Most children and adults with Autism Syndrome Disorder have some level of difficulty relating to, or communicating with, people around them. They often cannot communicate properly through non-verbal means, such as facial expressions, body gesture etc. Ehsan's work enables people with social anxiety to understand and interpret non-verbal cues in face-to-face interactions.

“Just assume the possibility of having an avatar (i.e., computer animated 3D character) in your computer that can see, hear and converse with you in a natural way. Anyone with social phobia can practice different conversational scenarios with the avatar as many times as s/he pleases and get real time feedback on what they have done right or wrong,” explains Ehsan. Currently, he is developing game-driven virtual environments that would enable people with social anxiety to practice their communication skills according to their own preference, pace and liking. “Our objective is not to replace the traditional speech therapist with this tool.

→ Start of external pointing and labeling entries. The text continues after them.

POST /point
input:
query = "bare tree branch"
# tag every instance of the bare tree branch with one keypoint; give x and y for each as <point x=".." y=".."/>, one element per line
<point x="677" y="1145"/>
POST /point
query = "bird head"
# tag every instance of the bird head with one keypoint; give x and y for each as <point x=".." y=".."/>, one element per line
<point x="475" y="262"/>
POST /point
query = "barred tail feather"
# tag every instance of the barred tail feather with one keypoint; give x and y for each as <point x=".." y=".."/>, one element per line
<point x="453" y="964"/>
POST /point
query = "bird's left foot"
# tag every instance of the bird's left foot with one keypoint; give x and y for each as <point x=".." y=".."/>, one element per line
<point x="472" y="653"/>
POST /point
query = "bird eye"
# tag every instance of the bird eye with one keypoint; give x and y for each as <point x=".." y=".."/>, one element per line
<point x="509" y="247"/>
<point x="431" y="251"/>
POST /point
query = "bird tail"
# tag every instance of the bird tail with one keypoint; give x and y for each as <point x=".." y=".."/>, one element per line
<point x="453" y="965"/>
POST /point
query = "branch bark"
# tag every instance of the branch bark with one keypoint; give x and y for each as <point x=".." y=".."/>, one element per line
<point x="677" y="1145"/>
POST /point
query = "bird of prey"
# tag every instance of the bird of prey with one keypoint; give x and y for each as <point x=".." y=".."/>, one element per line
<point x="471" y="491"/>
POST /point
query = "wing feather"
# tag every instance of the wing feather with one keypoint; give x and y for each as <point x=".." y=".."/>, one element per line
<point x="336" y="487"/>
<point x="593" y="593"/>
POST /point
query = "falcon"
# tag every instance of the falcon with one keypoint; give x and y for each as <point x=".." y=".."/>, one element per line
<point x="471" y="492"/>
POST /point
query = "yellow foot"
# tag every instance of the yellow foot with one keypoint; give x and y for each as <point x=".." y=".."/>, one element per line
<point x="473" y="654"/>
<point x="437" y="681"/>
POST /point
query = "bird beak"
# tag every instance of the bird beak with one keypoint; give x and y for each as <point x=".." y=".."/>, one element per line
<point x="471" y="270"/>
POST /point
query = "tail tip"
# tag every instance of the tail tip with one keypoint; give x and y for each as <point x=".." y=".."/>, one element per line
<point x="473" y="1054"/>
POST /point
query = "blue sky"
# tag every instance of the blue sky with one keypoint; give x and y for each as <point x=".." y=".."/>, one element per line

Instead, we propose this tool being an easily customizable and freely available supplementary therapy to help individuals with speech difficulties,” he adds.

Along with helping people, Ehsan has also translated his emotion research into other domains. He developed the first autonomous robot in Walt Disney Imagineering that can see, hear and make its own decisions. In 2011, he developed the 'MIT Mood Meter', which combined interactive art with a new technical ability to measure the overall emotional well-being of the student body.